Volvo XC 40: Erster Stromer vom Band gelaufen

Der erst Volvo XC40 Recharge ist im belgischen Werk vom Band gelaufen. © Volvo

Der Autobauer Volvo setzt mit dem XC40 sein erstes Modell unter Strom. Die Schweden bringen den kompakten SUV zum Jahreswechsel 2020/21 als reines E-Auto mit der Zusatzbezeichnung Recharge an den Start.

Die Preise sollen laut Hersteller bei 60.437 Euro starten. Das sind rund 12.000 Euro mehr als für die stärkere der beiden Plug-in-Hybrid-Varianten, in denen das Modell XC40 schon bislang knapp 50 Kilometer rein elektrisch fahren kann.
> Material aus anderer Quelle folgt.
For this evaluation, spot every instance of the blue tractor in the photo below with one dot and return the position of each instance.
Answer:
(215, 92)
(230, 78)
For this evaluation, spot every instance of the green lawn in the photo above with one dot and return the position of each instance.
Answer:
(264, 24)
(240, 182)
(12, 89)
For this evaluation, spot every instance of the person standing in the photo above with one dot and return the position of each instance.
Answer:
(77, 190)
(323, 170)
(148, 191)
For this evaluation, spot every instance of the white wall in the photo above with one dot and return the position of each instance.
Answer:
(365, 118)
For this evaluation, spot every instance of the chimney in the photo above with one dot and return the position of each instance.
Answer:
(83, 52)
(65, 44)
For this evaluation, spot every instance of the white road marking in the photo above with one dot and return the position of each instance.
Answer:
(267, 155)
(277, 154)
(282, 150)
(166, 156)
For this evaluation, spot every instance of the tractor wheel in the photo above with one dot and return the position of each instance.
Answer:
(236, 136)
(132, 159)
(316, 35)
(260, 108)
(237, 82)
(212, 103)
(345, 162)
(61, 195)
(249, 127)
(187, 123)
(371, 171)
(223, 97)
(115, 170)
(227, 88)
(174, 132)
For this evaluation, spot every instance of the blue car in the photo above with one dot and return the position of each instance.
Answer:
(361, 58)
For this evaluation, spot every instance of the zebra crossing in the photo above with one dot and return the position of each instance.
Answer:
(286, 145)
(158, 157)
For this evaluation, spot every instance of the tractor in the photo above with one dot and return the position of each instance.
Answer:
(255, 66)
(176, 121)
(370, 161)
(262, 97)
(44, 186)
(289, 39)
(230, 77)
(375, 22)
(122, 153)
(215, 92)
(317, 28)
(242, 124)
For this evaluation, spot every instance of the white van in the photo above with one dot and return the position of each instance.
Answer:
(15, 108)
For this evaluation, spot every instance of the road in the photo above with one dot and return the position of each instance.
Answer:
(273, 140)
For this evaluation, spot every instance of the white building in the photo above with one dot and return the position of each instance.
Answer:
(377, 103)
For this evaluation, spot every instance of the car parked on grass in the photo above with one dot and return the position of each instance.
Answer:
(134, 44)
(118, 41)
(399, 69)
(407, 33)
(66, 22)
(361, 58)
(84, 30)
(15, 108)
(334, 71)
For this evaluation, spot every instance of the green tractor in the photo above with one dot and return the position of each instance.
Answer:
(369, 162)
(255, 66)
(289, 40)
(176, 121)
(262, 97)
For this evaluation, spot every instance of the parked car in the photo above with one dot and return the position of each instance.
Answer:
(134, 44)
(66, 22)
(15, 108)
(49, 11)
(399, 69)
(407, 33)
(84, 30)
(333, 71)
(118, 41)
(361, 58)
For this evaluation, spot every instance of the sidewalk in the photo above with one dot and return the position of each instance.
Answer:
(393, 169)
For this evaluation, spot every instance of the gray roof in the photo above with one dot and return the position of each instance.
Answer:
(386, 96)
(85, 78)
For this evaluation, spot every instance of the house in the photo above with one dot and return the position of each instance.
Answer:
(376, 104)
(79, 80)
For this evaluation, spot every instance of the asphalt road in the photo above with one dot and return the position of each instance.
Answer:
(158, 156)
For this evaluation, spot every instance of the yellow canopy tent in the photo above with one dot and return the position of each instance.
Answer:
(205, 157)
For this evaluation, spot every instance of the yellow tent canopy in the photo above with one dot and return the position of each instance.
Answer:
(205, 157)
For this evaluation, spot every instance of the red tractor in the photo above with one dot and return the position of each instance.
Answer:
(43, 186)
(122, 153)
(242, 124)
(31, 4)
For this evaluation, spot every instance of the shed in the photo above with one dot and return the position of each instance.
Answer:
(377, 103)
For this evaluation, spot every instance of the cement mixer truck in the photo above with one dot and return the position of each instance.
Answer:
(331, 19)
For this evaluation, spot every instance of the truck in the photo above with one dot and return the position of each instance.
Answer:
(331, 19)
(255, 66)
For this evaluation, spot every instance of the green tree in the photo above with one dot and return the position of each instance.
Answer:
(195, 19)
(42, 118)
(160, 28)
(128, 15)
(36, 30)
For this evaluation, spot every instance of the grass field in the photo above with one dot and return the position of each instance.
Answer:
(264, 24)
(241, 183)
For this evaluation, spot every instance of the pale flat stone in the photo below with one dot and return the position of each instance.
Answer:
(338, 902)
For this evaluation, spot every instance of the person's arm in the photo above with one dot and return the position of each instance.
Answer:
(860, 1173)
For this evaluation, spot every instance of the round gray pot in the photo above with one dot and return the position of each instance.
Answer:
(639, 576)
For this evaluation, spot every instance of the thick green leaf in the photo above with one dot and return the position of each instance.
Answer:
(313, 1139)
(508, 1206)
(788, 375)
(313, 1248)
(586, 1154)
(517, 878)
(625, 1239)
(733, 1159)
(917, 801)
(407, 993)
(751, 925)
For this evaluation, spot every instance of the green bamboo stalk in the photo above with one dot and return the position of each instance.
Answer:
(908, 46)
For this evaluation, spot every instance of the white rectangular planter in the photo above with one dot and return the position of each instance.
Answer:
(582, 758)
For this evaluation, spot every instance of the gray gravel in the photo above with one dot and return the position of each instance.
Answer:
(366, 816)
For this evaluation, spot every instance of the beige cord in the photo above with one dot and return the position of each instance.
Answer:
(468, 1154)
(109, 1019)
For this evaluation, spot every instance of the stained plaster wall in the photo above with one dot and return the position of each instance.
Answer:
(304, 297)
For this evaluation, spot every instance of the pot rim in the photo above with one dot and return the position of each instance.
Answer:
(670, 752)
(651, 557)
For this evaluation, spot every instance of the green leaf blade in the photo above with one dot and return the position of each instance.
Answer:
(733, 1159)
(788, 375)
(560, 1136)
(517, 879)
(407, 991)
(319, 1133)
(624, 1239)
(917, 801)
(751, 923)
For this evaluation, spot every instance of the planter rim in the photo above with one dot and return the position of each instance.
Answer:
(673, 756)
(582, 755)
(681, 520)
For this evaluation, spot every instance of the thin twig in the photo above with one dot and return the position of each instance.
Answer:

Das erste Modell ist am Donnerstag im belgischen Werk in Gent vom Band gelaufen. „Der heutige Tag ist ein bedeutsames Ereignis für Volvo Cars und für alle Mitarbeiter hier in Gent“, freut sich Javier Varela, Leiter des Bereichs Global Industrial Operations & Quality. „Während wir unsere Modellpalette weiter elektrifizieren, ist das Werk Gent ein echter Vorreiter für unser globales Produktionsnetzwerk.“

Batteriekapazität von 78 kWh

Dafür gibt es in Volvos erstem Serienstromer je einen 204 PS starken E-Motor pro Achse und dazwischen eine Batterie mit einer Kapazität von 78 kWh. Binnen 40 Minuten zu 80 Prozent geladen, kommt das Auto mit einer Füllung bestenfalls 400 Kilometer weit, so Volvo. Das Modell beschleunigt in 4,9 Sekunden von 0 auf 100 km/h und ist wie jeder Neuwagen der Schweden elektronisch auf 180 km/h begrenzt.

Vom konventionellen XC40 unterscheidet sich der Recharge nicht nur beim Antrieb. Auch das Design wurde modifiziert und der Kühlergrill geschlossen. Außerdem übernimmt die E-Variante als erster Volvo das auf Android-basierte Infotainment-System der Schwestermarke Polestar.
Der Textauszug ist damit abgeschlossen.